Nanego Lira - Imagem Google; Mário Teixeira - Foto TV Globo/João Miguel Jr; Susy Lopes - Foto Nossa Fala; Thardelly Lima - Imagem Google. 

quinta-feira, 12 de janeiro de 2023

CONVERSAS DE CINE ÉDEN. O Privado período sem ver filmes no Éden

por Cleudimar Ferreira


Naquela tarde-noite de sábado, mesmo com a chegada da penumbra, ainda dava para ver nas águas turvas do Açude Grande, as últimas cores do por do sol, caprichosamente espelhada nos assentos dos bancos da Praça João Pessoa. Para quem gostava de gastar pacientemente as poucas horas que ainda havia do crepúsculo, esperando a noite chegar com a única sessão do Cine Éden, o cintilante sol nos acentos da Praça, principalmente os que ficavam frente-a-frente com a fachada da principal sala de exibição da cidade, percebia logo adiante na antessala do cinema, bem na entrada, expostos aos olhos dos que queriam ver e dos que não; os estampados cartazes das melhores películas que a programação do Éden podia oferecer para aquele mês: Viva Django! Love Story, Os Canhões de Navarone eram os destaques e as estrelas anunciadas.

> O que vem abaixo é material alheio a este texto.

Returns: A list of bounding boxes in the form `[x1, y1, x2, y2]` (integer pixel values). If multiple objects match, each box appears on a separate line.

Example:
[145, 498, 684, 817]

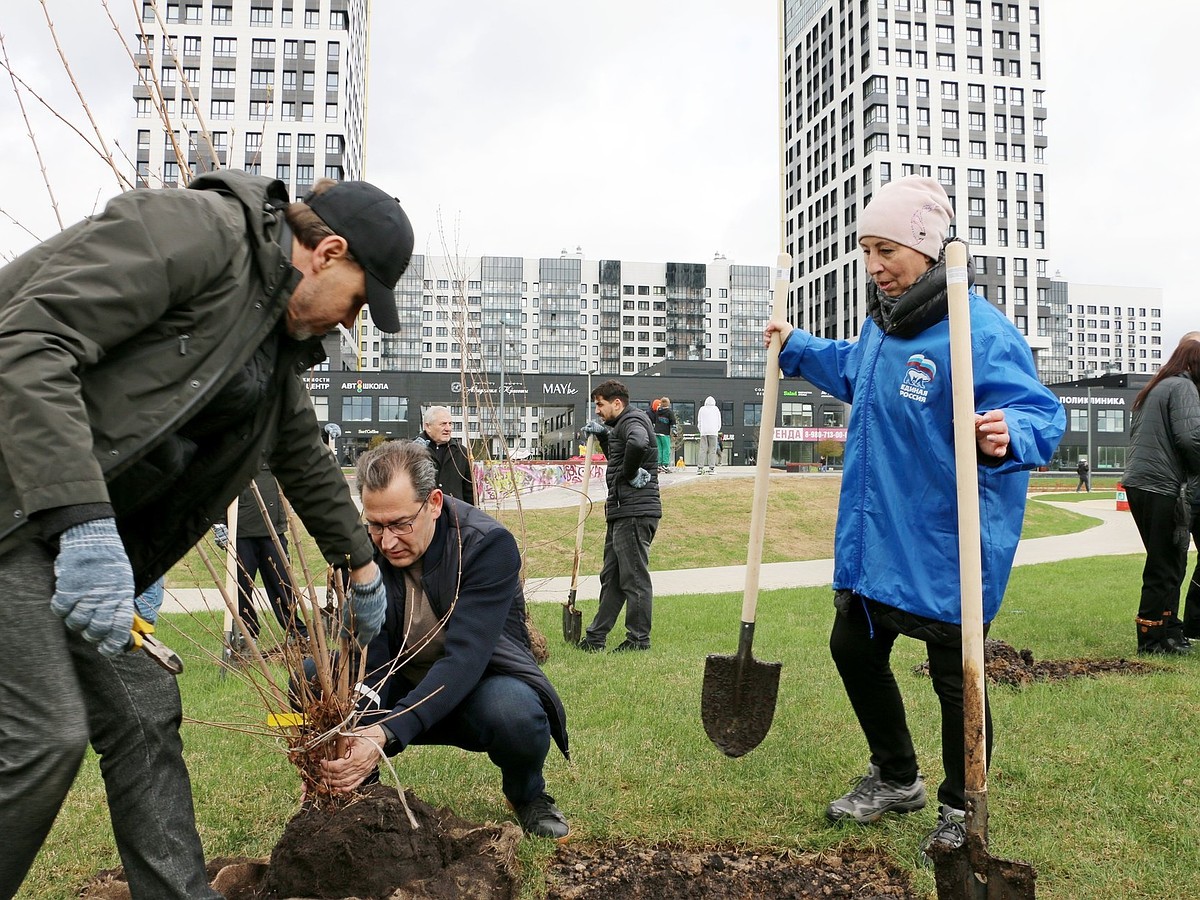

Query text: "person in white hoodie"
[696, 397, 721, 475]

Daciflay, não era bem um personagem de um enredo ficcional. Era quase real mesmo! Embora suas virtudes fossem surreais para a vida que ele levava. Ou seja, conduzia sem diferenças uma vida de classe media bem sucedida para os padrões das famílias sertanejas dos anos setenta. Eu pelo menos, dos filmes que assisti naquele que foi o tradicional cinema de Cajazeiras, não lembro ter visto um personagem com esse nome. A não ser o parecido George Mcfly da trilogia ‘De Volta Para o Futuro’, dirigida por Robert Zemeckis. Falavam as línguas em sintonia com os olhos bisbilhoteiros das cajazeiras daquele tempo, que o pai era um sucedido agropecuarista e político em Saint Helen, no noroeste paraibano, fronteira com o Estado do Ceará.

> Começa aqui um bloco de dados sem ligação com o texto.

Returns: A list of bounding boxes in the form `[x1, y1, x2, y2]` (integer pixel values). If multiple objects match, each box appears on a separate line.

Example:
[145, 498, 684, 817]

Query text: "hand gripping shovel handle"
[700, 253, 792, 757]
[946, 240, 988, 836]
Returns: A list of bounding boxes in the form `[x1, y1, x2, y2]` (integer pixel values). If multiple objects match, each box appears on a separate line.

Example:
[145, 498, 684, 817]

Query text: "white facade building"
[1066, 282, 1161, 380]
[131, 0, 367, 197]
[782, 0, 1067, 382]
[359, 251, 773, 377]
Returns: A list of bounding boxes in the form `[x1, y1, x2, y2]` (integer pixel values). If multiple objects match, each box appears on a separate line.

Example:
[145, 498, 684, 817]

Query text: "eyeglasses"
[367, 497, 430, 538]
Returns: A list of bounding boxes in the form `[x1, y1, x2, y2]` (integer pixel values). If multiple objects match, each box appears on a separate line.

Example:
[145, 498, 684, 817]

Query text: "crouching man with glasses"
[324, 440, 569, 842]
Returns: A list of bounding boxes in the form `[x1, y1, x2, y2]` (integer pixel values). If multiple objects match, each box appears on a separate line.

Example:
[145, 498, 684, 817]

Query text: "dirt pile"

Carregando naturalmente um trejeito que muito lembrava o comediante Jerry Lewis, Daciflay não demonstrava apego a sua condição social, nem tampouco a alguma virtude que parecesse ter. Pois entre todos que comungava da sua amizade, ser versátil, engenhoso e articulista, erámos todos nós - confusos projetos de adolescentes com adultos, que parecia que não sair dessa fase nunca. Por isso, tanto ele como todos os garotos de sua época, na pura inocência da vida, achava que um desviozinho de conduta juvenil, não seria motivos de punição perante as regras e os costumes das famílias da época. Sendo assim, os atos que praticávamos, não passava de uma traquinagem um tanto quanto inocente.

Se por essa perdida razão, as artimanhas eram ou não um desvio de conduta, molecagens de garotos em fase de amadurecimento ou algo que parecesse ser; para nós não havia diferença nenhuma quando a tarefa que estava em jogo - à garantia certa da entrada no cinema. E foi cegamente guiado por esse raciocínio; instruído nesse caminho, que Daciflay nos envolveu numa arriscada missão. A de vender por vias paralelas, de forma ilegítima, as entradas no Cine Teatro Éden. Esse momento eu não esqueci, pois está sacrificado entre as lembranças que guardo em mim, muitos delas vividas a partir das diversas sessões que vi nesse cinema.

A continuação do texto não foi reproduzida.